Keindahan blue fire ini pula yang membuat saya tertatik dan lebih memantapkan langkah kaki menuju puncak Ijen. Jalur pendakian di Ijen tidak terlalu terjal, sudah halus bak jalan tol. Tetapi, seketika menjadi horor saat hujan turun dan membuat jalur pendakian licin dan berlumpur.
Akhirnya, saya pun sampai di Kawah Ijen pukul 05.00 WIB. Ribuan orang berjejer-jejer melihat keindahan kawah panas itu. Namun, saat berada di Kawah Ijen, saya sudah kehabisan moment kemunculan blue fire.
Atas kasus itu, saya mendapat pengalaman berharga, meski segala sesuatunya telah dipersiapkan secara matang dan dengan niat yang kuat, tetapi Allah tetap yang menjadi penentu atas rencana kita. Meski tidak bisa melihat fenomena blue fire, saya diberikan keindahan alam lain berupa tambang belerang dan air panas berwarna hijau yang indah.
Sekali lagi, pemandangan alam yang indah itu tidak didapat dengan cuma-cuma. Saya harus membayarnya dengan turun ke kawah dengan jalan yang amat sangat terjal dan terkadang diserang asap tebal belerang. Kalian pernah merasakan pedihnya terkena gas air mata dari petugas anti huru hara kepolisian? Ya, gas belerang ini lebih pedih dan berbau seperti kentut orang setelah makan telur. Saya memakai tiga masker dan itu tidak mempan. Bau busuk masih bisa menusuk hidung dan membuat mata pedih.

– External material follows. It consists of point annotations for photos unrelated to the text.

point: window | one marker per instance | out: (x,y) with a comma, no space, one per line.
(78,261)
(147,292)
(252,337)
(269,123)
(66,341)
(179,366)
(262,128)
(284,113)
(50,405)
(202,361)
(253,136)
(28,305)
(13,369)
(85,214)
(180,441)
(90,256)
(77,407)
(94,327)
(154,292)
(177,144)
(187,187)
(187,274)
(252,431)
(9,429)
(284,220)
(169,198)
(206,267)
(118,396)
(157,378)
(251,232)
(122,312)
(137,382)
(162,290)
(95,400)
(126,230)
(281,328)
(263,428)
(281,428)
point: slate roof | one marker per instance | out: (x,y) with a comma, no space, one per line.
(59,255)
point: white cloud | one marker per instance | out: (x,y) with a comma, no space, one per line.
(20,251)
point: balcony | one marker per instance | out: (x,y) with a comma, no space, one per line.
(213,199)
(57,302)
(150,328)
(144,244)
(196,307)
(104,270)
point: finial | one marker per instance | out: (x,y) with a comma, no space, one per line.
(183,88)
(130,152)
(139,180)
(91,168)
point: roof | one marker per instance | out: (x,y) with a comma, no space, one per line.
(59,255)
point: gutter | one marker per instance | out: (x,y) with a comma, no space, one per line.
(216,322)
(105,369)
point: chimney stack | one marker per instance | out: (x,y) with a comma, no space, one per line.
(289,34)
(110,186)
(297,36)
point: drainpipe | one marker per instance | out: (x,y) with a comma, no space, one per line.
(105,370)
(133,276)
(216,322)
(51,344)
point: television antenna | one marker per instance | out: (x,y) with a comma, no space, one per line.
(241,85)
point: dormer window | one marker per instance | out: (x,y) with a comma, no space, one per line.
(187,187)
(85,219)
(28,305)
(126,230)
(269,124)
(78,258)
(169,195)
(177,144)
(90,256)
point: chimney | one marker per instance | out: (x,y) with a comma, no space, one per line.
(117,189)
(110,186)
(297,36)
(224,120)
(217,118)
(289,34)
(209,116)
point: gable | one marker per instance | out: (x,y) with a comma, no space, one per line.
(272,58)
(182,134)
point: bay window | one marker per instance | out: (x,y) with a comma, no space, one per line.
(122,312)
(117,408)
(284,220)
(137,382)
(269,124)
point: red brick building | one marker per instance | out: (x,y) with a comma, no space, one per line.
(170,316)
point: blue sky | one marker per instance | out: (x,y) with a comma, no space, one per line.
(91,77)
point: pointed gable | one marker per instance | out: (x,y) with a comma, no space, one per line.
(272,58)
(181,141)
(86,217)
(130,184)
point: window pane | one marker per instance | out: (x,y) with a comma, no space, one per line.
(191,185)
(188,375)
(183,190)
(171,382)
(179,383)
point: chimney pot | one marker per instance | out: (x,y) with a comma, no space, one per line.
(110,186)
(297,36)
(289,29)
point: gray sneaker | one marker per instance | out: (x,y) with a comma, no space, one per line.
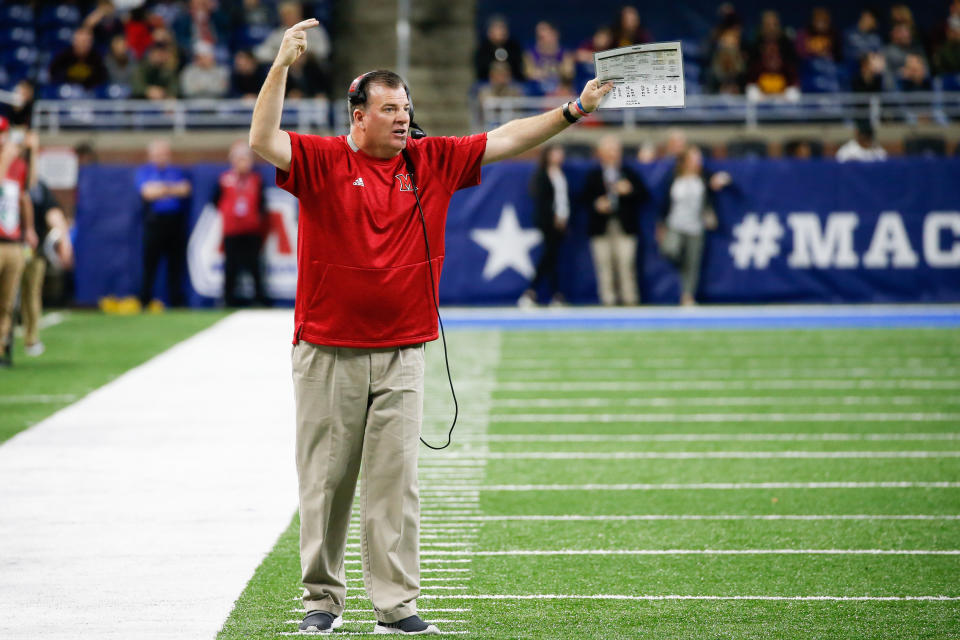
(320,622)
(410,626)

Di pinggir kawah, ada sejumlah orang penambang belerang yang dengan gigih mencari bongkahan batu berwarna kuning itu di tebalnya asap yang keluar dari perut bumi. Para penambang ini tanpa menggunakan pelindung sama sekali. Terbiasa, itu kata para penambang. Tetapi kan tetap saja panas dan bau busuk belerang tidak bisa hilang cuma karena terbiasa. Saya kok punya ide, gimana kalau penambang belerang ini direkrut jadi aktivis gerakan, dengan satu sebab, mereka bisa tahan dari serangan gas air mata polisi. Saya tidak bisa membayangkan ketika polisi mencoba membubarkan massa aksi dengan gas air mata, tetapi justru massa tetap bertahan di barisan masing-masing dan membalas dengan melempari aparat menggunakan gas belerang.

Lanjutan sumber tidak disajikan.